In the piously distorted, self-important worldview of a Carrie Underwood, however, such an "attack" becomes another skirmish in her lifelong participation in the struggle between good and evil, light and darkness. Sadly, this has become one of the primary appeals of evangelical Christianity. People's lives are not important or valued in and of themselves. It is not their relationships, their experiences, their talents, their accomplishments, their loves found and lost, their joys and sorrows, their lessons learned and taught that are to be valued and cherished. No, it is their role in the cosmic battle of the forces of God against the forces of Evil. Their own individual identity is of little or no account. It is only their identity as a soldier of Christ that truly matters.

I don't know which is the more significant factor here: Is this about a declining culture providing fewer and fewer people with a sense of personal significance and worth, or a declining religion desperately playing on people's inherent insecurities to attract and hold members? Whichever is greater, no doubt both realities are at play. However, the church is not yet so immobilized that it cannot call-out distortions of its message when they arise. 

Traditional, conservative Christianity is on the ropes and for good reason. But rather than confront its challengers honestly it has become brittle, defensive and paranoid, filling its adherents with that same spirit. This is not the joyful, liberating voice of the gospel but rather the fearful shrieks and shouts of an institution in decline and under siege.

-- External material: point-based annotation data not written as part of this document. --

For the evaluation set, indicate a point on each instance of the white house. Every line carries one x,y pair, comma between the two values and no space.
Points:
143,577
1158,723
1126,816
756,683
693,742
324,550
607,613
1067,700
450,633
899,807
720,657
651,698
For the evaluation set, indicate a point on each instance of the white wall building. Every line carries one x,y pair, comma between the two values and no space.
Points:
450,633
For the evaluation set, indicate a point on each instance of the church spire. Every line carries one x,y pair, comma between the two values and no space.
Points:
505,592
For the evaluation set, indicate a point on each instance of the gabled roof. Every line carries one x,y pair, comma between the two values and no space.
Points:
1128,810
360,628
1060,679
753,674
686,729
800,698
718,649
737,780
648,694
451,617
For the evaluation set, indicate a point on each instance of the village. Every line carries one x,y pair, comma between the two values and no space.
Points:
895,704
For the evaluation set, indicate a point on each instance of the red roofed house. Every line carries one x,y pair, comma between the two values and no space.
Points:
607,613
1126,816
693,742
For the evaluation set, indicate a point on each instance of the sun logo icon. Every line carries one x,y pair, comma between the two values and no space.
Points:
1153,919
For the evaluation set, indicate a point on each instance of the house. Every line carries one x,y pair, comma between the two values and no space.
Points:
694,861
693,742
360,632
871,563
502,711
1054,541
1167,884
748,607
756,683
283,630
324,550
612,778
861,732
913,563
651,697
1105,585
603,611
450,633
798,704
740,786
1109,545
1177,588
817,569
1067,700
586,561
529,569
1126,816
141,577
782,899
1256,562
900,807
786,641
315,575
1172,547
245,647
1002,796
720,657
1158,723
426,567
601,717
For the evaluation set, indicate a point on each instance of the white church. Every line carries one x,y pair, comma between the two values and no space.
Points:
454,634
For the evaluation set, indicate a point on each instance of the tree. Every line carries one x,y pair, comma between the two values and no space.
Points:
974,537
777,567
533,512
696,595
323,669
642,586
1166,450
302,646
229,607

So rather than being coddled, Ms Underwood needs to hear more bracing yet honest words: Your critics did not attack you because of your godliness and piety. They attacked you because it is their job to tell you that your acting sucked. Now quit complaining and get some acting lessons, or get back on the stage and just sing. And there is no shame in choosing the latter because then you doing what we are all called to do as human beings: utilize our marvelous, God-given talents for the benefit of our neighbor. It is all that God asks.

2 comments:

Andy Ritch said...

Oddly enough, you will find that there is more acting offstage than on.

Andy Ritch said...

Oddly enough, you find that there is more acting offstage than on.